Check out this video about micro fragmentation:
https://www.youtube.com/watch?v=hRBpZGOQmNo
Corals can be restored in a number of ways but the
most effective way I have seen is fragment planting especially utilizing micro
fragmentation. But there are a lot of other things that have to happen before
the corals are truly safe. Simply putting more corals out and growing more will
not prevent the planted corals from dying along with the naturally growing
corals. In order to save the corals, we have to reduce or eliminate the stressors
that are killing them. This means large scale policy changes to limit and prevent
the future escalation of climate change and stabilizing the climate. Even if we
cannot stop the changes if the changes can be slowed the corals will have more
time to adapt to the changes. This leads to the idea of assisted evolution.
Assisted evolution is probably the most hotly debated
concepts of coral restoration. Assisted evolution can take the form of researchers
artificially altering the gene pool of an area to resist a stressor. If the
same species of coral lives in the Indian ocean and in the Caribbean, and the Indian
ocean population is thriving and the Caribbean population is dying. Assisted evolution
would be moving corals from the Indian ocean to the Caribbean and introducing
the temperature resistant genes into the Caribbean population. The biggest
issue with this is the possibility of unwanted passengers. Many organisms that
can harm or kill corals are tiny and difficult to see. The last thing we want is
to bring the coral equivalent of smallpox blankets into the already struggling
coral reefs. There is a disease known as stony coral tissue loss disease that
is often referenced in these debates since it is a particularly nasty disease
that we do not want to spread anywhere else.
The large brain coral on the right is probably between
500-1000 years old and stony coral tissue loss disease has killed it in less
than 1 year.
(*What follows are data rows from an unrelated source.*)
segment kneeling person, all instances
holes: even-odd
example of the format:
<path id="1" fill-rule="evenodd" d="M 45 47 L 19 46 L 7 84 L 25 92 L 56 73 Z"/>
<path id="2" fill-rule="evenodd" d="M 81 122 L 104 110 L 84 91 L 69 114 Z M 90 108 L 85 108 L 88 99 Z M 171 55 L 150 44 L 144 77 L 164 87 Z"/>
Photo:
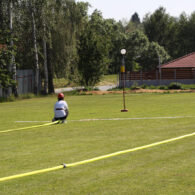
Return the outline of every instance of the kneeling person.
<path id="1" fill-rule="evenodd" d="M 62 121 L 62 123 L 64 123 L 66 118 L 68 117 L 68 114 L 69 114 L 68 104 L 66 103 L 66 101 L 64 101 L 63 93 L 58 94 L 58 101 L 55 103 L 54 113 L 55 113 L 55 116 L 52 122 L 59 120 L 59 121 Z"/>

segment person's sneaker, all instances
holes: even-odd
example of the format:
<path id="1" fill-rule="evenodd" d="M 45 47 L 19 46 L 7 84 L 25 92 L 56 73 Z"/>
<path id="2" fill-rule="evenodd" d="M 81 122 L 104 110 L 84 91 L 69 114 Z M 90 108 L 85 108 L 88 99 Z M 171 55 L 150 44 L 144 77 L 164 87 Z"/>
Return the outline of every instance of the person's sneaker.
<path id="1" fill-rule="evenodd" d="M 67 121 L 66 121 L 66 120 L 62 120 L 62 123 L 65 123 L 65 124 L 66 124 L 66 123 L 67 123 Z"/>

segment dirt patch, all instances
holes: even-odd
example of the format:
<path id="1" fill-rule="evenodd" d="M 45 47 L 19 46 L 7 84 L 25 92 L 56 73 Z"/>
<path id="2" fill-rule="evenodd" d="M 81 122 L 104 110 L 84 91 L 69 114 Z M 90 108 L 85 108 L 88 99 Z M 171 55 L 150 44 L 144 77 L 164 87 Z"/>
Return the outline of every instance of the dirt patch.
<path id="1" fill-rule="evenodd" d="M 127 90 L 125 93 L 183 93 L 183 92 L 195 92 L 192 89 L 175 89 L 175 90 L 162 90 L 162 89 L 136 89 L 136 90 Z M 123 91 L 87 91 L 86 94 L 95 94 L 95 95 L 105 95 L 105 94 L 121 94 Z"/>

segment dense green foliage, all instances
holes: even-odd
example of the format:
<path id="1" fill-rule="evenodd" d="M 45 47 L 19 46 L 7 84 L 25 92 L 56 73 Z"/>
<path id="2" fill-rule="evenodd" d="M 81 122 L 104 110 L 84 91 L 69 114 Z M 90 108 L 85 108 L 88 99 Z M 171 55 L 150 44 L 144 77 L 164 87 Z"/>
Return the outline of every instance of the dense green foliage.
<path id="1" fill-rule="evenodd" d="M 118 73 L 122 48 L 128 71 L 155 69 L 195 51 L 195 13 L 174 18 L 160 7 L 143 21 L 134 13 L 124 24 L 104 19 L 98 10 L 88 15 L 88 7 L 75 0 L 0 1 L 0 45 L 17 48 L 10 50 L 10 64 L 14 57 L 18 69 L 33 68 L 44 92 L 52 93 L 55 77 L 95 85 L 103 74 Z M 8 70 L 10 64 L 0 68 Z"/>

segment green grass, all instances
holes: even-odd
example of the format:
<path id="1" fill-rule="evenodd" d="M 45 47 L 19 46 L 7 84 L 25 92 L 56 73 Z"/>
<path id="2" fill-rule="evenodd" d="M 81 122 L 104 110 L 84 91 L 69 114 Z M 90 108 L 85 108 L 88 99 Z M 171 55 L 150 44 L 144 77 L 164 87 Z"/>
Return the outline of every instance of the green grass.
<path id="1" fill-rule="evenodd" d="M 68 123 L 0 134 L 0 177 L 72 163 L 195 131 L 195 118 L 73 122 L 92 118 L 195 116 L 195 94 L 67 96 Z M 54 97 L 0 104 L 0 131 L 47 121 Z M 41 124 L 41 123 L 37 123 Z M 0 182 L 0 194 L 194 194 L 195 137 L 54 172 Z"/>

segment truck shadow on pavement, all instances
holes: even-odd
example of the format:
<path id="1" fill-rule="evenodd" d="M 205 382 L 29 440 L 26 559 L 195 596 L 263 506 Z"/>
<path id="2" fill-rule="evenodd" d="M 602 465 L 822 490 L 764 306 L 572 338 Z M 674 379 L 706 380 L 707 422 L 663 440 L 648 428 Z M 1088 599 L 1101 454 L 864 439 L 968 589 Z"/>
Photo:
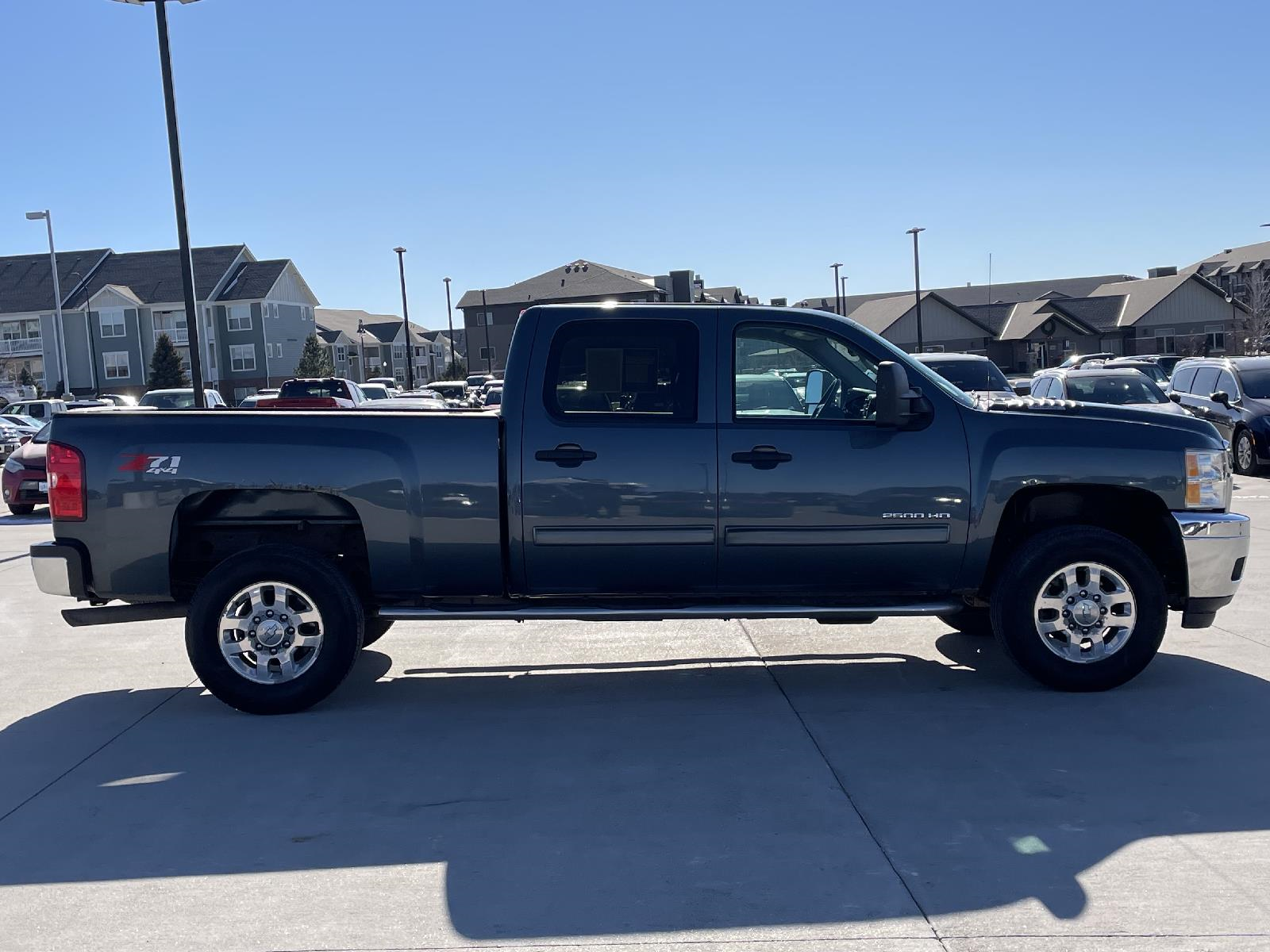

For more information about assisted evolution check out this paper
by Van Oppen, et al. https://www.pnas.org/content/pnas/112/8/2307.full.pdf
There are so many ways that we can help corals and try
and prevent further damage, but it will take a lot of coordination and working together.
So do your part and support the conservation of corals in whatever way you can.
Whether it is in the fight against climate change or just supporting
politicians that emphasize environmental protection. Anything we can do to stop
or slow the degradation of the environment will help.